L’indépendance de l’institut est une garantie pour la qualité de son expertise

Comme la compétence ou l’expertise, l’indépendance ne se décrète pas mais résulte d’une culture de l’organisation qui ne peut prospérer que dans un environnement institutionnel qui la favorise. L’expert de l’IRSN ne voit en effet pas son action gouvernée par son opinion sur l’intérêt de développer l’énergie nucléaire ou non. N’étant pas en situation de contribuer à la décision, il se concentre sur les risques. Son seul objectif est de les évaluer le plus précisément possible, en étant exhaustif et en s’appuyant sur des données précises et des faits avérés. Le principe de séparation de la décision et de l’expertise fonde la bonne gouvernance moderne telle qu’elle est mise en valeur par les agences intergouvernementales telles que l’OCDE, en éradiquant par construction les possibles conflits d’intérêt… »
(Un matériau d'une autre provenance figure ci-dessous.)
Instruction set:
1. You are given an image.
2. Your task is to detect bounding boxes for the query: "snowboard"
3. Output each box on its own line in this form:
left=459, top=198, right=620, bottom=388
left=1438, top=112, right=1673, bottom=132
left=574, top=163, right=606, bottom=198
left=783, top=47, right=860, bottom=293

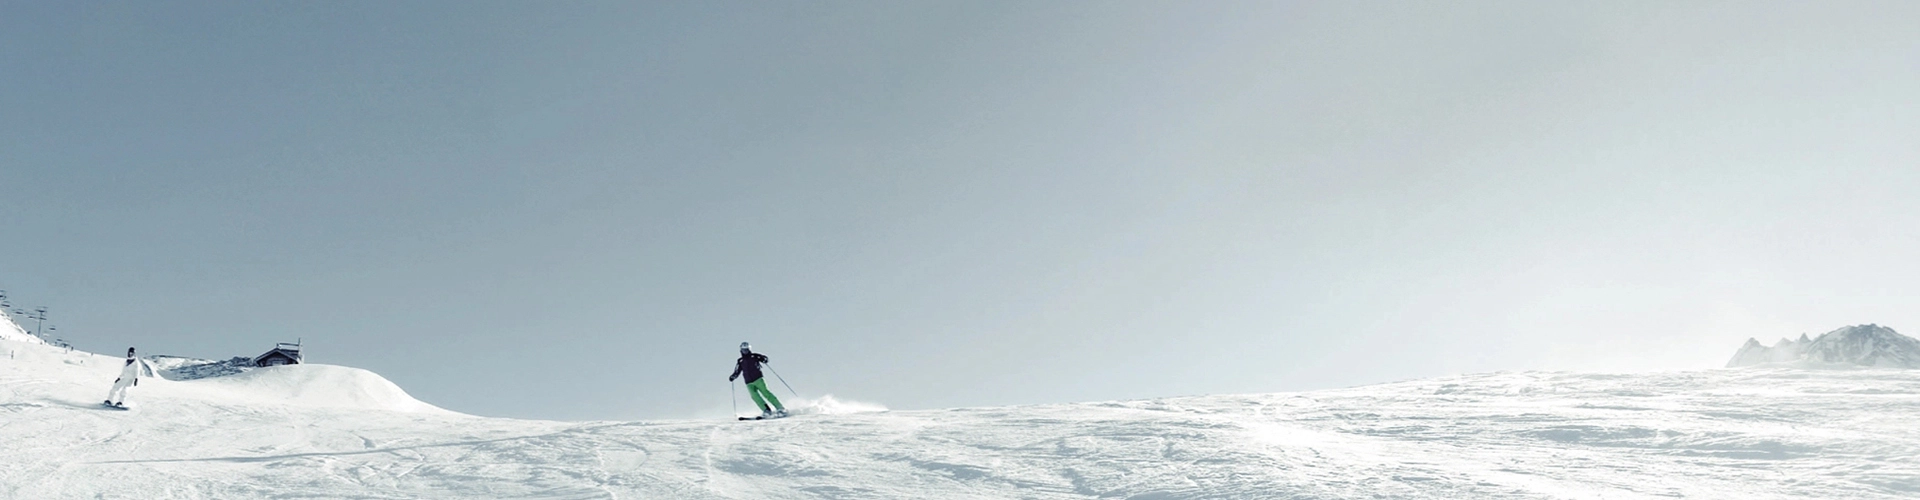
left=101, top=402, right=130, bottom=411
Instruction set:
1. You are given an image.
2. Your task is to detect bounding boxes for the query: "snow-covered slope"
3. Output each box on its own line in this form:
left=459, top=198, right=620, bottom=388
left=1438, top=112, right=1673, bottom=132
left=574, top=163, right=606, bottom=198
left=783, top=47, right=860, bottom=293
left=0, top=308, right=43, bottom=345
left=1728, top=324, right=1920, bottom=368
left=3, top=339, right=1917, bottom=498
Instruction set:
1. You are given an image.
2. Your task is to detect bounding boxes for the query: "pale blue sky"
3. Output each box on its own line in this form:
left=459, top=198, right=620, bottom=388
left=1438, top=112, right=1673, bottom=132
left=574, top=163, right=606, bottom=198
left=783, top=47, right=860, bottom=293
left=4, top=1, right=1918, bottom=420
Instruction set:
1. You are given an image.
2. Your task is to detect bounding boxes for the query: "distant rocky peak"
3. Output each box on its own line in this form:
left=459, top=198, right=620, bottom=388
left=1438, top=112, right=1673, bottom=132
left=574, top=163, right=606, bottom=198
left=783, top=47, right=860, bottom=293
left=1727, top=324, right=1920, bottom=369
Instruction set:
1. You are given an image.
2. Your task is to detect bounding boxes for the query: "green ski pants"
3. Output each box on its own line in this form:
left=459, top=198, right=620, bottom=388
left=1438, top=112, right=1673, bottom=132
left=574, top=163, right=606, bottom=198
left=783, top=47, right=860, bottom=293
left=746, top=378, right=785, bottom=413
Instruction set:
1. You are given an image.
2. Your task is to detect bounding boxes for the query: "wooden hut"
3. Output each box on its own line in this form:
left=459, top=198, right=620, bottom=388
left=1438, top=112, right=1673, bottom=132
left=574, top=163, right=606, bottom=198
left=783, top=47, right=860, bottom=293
left=253, top=341, right=303, bottom=367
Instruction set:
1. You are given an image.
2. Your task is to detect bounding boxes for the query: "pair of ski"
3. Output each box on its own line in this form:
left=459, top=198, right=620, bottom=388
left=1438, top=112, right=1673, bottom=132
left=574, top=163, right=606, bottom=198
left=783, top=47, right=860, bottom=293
left=738, top=413, right=789, bottom=421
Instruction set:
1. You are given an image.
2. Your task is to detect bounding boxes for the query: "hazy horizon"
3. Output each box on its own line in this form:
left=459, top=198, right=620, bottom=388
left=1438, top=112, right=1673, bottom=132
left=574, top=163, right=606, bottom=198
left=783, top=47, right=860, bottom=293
left=5, top=1, right=1918, bottom=420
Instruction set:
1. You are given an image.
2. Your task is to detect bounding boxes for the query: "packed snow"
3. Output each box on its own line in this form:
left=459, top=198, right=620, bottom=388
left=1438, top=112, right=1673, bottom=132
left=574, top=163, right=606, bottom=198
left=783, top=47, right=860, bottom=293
left=3, top=324, right=1918, bottom=498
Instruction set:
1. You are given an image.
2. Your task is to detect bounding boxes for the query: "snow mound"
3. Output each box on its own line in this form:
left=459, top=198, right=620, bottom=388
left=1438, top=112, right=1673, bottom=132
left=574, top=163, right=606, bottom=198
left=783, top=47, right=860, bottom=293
left=1727, top=324, right=1920, bottom=368
left=786, top=394, right=888, bottom=416
left=194, top=364, right=448, bottom=414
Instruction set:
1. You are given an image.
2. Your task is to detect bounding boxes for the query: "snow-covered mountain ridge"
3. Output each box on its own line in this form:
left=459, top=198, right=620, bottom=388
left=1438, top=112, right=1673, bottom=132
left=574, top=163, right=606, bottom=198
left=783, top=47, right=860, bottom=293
left=4, top=334, right=1917, bottom=499
left=1728, top=324, right=1920, bottom=368
left=144, top=354, right=256, bottom=380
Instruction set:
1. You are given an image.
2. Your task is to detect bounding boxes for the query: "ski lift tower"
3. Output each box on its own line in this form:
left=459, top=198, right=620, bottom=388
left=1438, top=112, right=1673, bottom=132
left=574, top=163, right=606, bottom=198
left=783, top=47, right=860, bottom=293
left=24, top=307, right=48, bottom=340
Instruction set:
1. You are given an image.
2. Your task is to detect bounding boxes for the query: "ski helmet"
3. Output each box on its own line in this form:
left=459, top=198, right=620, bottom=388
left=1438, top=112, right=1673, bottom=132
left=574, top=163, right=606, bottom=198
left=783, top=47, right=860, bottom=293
left=740, top=342, right=751, bottom=354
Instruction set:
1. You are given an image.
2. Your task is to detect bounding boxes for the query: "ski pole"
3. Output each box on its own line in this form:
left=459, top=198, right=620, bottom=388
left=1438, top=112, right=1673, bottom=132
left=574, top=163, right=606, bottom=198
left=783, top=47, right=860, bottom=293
left=768, top=365, right=799, bottom=398
left=730, top=380, right=739, bottom=416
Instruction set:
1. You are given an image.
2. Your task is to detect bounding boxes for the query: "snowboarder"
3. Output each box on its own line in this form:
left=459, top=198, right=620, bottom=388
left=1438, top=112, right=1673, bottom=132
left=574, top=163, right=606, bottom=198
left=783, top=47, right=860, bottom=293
left=729, top=342, right=786, bottom=419
left=104, top=347, right=139, bottom=408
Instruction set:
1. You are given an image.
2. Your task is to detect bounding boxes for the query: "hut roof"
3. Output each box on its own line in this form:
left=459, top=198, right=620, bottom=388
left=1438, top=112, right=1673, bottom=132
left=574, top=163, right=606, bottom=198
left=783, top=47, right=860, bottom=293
left=252, top=345, right=303, bottom=365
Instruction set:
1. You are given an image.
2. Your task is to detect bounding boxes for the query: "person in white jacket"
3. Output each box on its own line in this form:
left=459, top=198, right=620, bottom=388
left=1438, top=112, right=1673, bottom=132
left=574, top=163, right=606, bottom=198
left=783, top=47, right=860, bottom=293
left=105, top=347, right=139, bottom=407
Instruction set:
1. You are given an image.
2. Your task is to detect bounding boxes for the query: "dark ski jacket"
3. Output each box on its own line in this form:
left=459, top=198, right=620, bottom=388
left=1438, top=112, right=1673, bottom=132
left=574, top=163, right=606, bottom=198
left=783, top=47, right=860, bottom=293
left=731, top=353, right=768, bottom=384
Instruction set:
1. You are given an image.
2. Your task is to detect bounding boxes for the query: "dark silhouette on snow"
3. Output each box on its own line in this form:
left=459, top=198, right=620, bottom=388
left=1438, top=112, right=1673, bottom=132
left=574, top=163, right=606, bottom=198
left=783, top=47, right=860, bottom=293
left=730, top=342, right=786, bottom=418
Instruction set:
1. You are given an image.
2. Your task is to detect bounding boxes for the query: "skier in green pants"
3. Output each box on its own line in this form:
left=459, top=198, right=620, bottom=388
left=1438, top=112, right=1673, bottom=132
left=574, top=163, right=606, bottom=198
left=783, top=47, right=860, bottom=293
left=729, top=342, right=787, bottom=418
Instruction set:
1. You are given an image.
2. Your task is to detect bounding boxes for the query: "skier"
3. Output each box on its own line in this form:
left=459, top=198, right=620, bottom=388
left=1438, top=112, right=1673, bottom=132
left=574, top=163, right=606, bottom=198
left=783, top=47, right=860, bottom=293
left=104, top=347, right=139, bottom=408
left=729, top=342, right=786, bottom=419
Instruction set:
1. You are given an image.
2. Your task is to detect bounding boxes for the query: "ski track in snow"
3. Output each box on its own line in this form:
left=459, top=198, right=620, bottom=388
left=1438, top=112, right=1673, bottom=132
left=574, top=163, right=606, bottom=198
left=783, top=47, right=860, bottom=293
left=3, top=339, right=1918, bottom=499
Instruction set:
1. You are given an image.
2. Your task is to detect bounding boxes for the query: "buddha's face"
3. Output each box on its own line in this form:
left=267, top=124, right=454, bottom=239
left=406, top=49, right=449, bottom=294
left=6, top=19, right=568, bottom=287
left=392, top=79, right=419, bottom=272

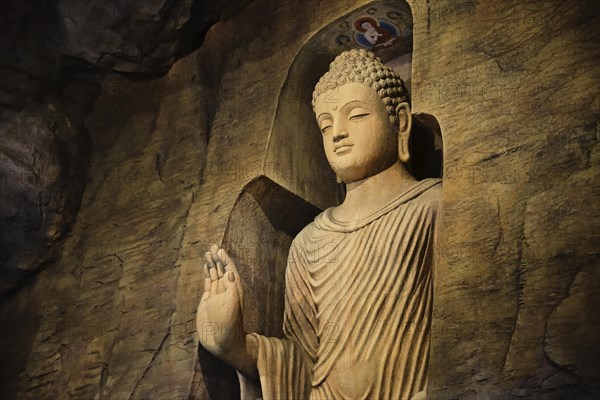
left=314, top=82, right=399, bottom=184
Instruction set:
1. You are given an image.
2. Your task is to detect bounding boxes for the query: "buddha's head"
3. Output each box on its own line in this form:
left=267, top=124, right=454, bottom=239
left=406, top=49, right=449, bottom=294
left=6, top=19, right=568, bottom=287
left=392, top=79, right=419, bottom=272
left=312, top=49, right=412, bottom=184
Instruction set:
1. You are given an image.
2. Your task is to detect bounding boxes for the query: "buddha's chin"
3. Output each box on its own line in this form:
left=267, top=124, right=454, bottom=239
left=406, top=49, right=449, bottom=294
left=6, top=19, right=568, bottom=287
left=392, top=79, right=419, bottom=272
left=330, top=154, right=383, bottom=180
left=335, top=167, right=371, bottom=184
left=336, top=161, right=394, bottom=184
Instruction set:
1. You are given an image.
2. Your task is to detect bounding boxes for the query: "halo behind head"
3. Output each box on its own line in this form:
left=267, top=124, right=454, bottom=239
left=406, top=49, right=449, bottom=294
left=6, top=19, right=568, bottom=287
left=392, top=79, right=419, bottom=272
left=354, top=16, right=379, bottom=32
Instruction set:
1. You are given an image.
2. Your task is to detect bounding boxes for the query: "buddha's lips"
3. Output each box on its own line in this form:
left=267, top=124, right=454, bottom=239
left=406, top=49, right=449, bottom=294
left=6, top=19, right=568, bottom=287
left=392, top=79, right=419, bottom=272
left=334, top=143, right=353, bottom=153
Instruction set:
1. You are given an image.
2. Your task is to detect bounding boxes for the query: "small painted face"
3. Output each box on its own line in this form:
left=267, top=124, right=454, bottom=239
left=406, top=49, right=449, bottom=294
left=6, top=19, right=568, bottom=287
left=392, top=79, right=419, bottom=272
left=361, top=22, right=374, bottom=30
left=314, top=82, right=398, bottom=184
Le 16 février, le conseil d’administration de l’IRSN vote une motion d’alerte, rapportée par l’AFP : « Le conseil d’administration alerte le gouvernement et appelle à la vigilance sur le risque de départs du personnel de l’IRSN pouvant entraîner une paralysie du système de contrôle en radioprotection et sûreté nucléaire », indique cette motion votée à une très large majorité (18 voix pour, 4 contre, 2 abstentions), selon l’intersyndicale de l’Institut.